Me Patrick Laurent : Il y a deux types de droits couverts par le droit d’auteur :

  • Le droit patrimonial, qui permet au titulaire de recevoir une rémunération à raison de l’utilisation de son œuvre par d’autres. Les droits patrimoniaux confèrent un monopole d’exploitation économique sur l’œuvre pour une durée variable (selon les pays ou les cas) au terme de laquelle l’œuvre entre dans le « domaine public ». L’auteur d’une œuvre a le droit exclusif de faire ou d’autoriser les actes suivants : reproduire son œuvre, traduire son œuvre, distribuer son œuvre au public par la vente, etc. (article 7 du décret sur les droits d’auteur).
  • Le droit moral, qui reconnaît à l’auteur la paternité de l’œuvre et qui vise aussi le respect de l’intégrité de l’œuvre. Il est perpétuel, inaliénable et imprescriptible.

Le Nouvelliste : Quelle est la durée de la protection du droit d’auteur ?
Me Patrick Laurent : L’article 20 du décret régissant les droits d’auteur en Haïti stipule: « …les droits patrimoniaux sur une œuvre sont protégés pendant la vie de l’auteur et 60 ans après sa mort. » A l’inverse, les droits moraux sont illimités dans le temps; ils sont imprescriptibles, inaliénables et transmissibles à cause de mort aux héritiers de l’auteur ou conférés à un tiers en vertu des dispositions testamentaires.

Le Nouvelliste : Peut-on reproduire l’œuvre d’un auteur sans avoir son consentement ?
Me Patrick Laurent : Pendant la durée des droits patrimoniaux, toute reproduction ou représentation de l’œuvre sans le consentement du titulaire de ces droits (l’auteur ou ses ayants droit) est en principe interdite et illégale.

Le Nouvelliste : Le droit d’auteur peut-il être cédé ?
Me Patrick Laurent : En vertu de l’article 33, 1er alinéa du décret susmentionné, la cession totale des droits patrimoniaux sur les œuvres futures est nulle. L’alinéa 2 de ce même article précise que les droits moraux ne sont pas cessibles entre vifs (donner du vivant de l’auteur) mais le sont par voie testamentaire ou par l’effet de la loi à cause de mort. Ce qu’il faut retenir, c’est que l’auteur peut librement céder ses droits patrimoniaux (reproduction, adaptation, traduction, etc.).

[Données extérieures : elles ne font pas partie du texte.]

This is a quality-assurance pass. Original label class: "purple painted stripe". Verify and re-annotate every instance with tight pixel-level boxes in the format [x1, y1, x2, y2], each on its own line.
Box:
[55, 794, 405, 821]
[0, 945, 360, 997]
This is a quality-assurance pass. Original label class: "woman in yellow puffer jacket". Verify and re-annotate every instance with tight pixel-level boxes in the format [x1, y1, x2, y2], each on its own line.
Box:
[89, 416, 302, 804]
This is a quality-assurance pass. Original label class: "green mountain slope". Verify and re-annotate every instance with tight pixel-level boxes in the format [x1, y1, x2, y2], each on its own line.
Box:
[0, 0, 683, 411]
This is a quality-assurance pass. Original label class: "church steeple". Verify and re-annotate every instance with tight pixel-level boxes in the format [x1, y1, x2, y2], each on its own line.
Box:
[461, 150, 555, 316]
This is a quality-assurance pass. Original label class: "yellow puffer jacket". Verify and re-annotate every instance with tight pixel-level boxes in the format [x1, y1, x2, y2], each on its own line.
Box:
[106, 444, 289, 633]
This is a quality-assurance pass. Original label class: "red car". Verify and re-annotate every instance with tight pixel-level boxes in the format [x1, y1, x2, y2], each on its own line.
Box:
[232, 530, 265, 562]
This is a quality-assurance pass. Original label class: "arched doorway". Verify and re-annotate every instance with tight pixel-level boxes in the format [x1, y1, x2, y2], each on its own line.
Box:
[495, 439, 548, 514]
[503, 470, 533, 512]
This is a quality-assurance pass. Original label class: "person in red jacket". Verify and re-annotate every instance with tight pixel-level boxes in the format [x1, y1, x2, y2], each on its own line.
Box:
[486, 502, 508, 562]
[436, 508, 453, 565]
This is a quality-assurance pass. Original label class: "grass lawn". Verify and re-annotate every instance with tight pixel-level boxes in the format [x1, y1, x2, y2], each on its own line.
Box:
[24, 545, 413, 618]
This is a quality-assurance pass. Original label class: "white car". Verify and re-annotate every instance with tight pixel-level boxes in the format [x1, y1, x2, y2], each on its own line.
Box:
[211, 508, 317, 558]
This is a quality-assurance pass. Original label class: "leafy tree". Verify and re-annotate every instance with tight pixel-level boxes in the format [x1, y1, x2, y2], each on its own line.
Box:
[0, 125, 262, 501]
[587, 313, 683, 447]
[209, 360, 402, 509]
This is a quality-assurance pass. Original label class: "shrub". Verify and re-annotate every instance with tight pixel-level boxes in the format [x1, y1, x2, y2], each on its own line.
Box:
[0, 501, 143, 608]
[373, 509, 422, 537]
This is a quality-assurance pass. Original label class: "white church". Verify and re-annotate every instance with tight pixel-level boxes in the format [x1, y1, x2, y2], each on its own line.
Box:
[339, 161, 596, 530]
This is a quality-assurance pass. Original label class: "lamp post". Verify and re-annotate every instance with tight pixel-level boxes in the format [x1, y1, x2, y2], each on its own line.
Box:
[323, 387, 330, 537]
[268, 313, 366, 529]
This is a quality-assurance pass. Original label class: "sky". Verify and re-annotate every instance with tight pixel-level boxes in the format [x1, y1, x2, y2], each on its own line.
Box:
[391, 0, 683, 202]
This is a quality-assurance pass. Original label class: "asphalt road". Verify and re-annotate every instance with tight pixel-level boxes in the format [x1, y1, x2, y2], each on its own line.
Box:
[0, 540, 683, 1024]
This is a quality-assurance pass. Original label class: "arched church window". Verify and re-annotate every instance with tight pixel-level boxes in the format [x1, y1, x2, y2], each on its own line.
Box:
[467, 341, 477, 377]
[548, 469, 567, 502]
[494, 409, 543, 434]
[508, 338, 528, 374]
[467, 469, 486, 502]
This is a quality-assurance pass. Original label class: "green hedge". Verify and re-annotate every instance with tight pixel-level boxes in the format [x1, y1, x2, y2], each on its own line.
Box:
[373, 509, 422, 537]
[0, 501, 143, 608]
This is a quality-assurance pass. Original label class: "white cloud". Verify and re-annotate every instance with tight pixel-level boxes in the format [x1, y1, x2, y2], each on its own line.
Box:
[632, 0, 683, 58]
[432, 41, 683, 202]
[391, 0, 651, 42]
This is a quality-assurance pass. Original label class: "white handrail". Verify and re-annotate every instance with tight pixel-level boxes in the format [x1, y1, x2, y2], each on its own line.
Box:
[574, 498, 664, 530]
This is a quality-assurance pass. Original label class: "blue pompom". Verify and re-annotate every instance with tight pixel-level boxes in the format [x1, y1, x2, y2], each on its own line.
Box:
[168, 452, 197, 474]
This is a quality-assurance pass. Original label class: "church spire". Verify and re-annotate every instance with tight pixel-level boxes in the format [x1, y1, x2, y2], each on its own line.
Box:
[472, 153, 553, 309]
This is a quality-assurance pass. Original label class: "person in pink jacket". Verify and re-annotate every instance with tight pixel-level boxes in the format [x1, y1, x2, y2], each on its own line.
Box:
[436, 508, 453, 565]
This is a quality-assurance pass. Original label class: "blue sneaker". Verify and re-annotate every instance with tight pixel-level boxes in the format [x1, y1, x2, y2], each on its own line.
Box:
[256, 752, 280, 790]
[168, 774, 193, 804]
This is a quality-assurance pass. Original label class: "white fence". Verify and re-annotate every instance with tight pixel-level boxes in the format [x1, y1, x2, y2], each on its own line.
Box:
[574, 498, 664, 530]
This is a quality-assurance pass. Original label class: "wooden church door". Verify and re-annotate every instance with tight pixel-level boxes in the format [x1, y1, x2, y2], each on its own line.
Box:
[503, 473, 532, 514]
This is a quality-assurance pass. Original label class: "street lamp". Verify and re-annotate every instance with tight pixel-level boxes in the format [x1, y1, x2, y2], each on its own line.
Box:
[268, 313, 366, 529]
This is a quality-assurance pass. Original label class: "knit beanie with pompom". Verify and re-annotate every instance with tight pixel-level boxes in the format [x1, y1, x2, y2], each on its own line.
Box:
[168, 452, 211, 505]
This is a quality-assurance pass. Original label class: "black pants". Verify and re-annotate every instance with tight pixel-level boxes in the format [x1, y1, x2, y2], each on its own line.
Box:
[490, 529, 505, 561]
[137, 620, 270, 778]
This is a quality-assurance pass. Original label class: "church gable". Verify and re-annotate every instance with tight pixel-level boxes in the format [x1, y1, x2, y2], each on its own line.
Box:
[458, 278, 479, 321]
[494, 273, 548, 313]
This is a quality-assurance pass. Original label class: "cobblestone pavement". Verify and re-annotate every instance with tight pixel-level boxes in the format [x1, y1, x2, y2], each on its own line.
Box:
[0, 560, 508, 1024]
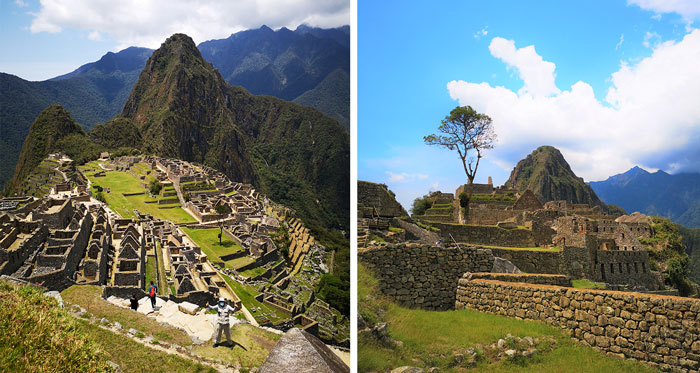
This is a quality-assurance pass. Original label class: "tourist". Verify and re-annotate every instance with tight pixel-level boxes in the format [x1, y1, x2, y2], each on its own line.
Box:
[148, 281, 158, 311]
[129, 295, 139, 311]
[207, 298, 237, 347]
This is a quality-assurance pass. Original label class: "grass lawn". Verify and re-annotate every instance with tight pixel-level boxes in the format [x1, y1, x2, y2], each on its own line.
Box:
[239, 267, 267, 278]
[192, 324, 281, 368]
[156, 240, 168, 296]
[571, 278, 605, 289]
[182, 227, 243, 268]
[61, 285, 192, 346]
[79, 320, 216, 372]
[87, 171, 196, 223]
[358, 263, 655, 373]
[144, 255, 160, 289]
[239, 267, 267, 278]
[222, 274, 291, 324]
[225, 256, 255, 269]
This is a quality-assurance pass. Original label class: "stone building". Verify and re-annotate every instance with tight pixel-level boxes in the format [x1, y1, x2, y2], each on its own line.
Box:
[111, 219, 146, 289]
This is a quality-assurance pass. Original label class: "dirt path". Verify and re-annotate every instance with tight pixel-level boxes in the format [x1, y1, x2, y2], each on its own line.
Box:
[66, 303, 238, 373]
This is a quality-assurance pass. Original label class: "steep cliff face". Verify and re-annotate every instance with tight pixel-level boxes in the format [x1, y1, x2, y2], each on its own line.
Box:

Le Nouvelliste : Est-ce qu’une émission de radio est protégée par le droit d’auteur ?
Me Patrick Laurent : Certainement oui. Il faut noter que les théoriciens du droit d’auteur évoquant des émissions de radio parlent du droit connexe ou droit voisin ; l’article 50 du décret sur les droits d’auteur en Haïti se lit comme suit : « La durée de protection à accorder aux émissions de radiodiffusion est une période de 25 ans à compter de la fin de l’année où l’émission a eu lieu. »

Le Nouvelliste : Est-ce qu’une foire du livre, la musique, le cinéma sont protégés par le droit d’auteur ?
Me Patrick Laurent : La foire peut se définir comme une grande activité artistique, industrielle ou commerciale où sont présentés des produits nouveaux ou des techniques nouvelles. Dans la foire du livre, on peut présenter de nouveaux livres, des auteurs en signature, etc. N’importe quelle institution peut organiser une foire du livre, de musique. Donc, la foire en tant que telle n’est pas protégée par le droit d’auteur. Cependant, l’appellation d’une foire, c’est-à-dire le nom original attribué à la foire, peut être protégée par la propriété Industrielle comme étant « une marque ». Par exemple, une école peut organiser une foire du livre, mais cette école ne peut pas appeler son activité : « LIVRES EN FOLIE », car cette appellation, ce nom étant une marque est la propriété d’une autre institution.

Le Nouvelliste : Est-ce que l’auteur d’un livre doit nécessairement faire enregistrer son œuvre au Bureau du Droit d’Auteur pour avoir droit à la protection de son œuvre?
Me Patrick Laurent : Un auteur n’a pas besoin d’enregistrer son œuvre pour avoir droit à la protection que lui confère le droit d’auteur ; le droit existe, la protection existe par le seul fait de sa création. Ainsi, on ne saurait distribuer, reproduire, traduire l’ouvrage d’un auteur sous prétexte que cette œuvre n’est pas préalablement enregistrée par son auteur.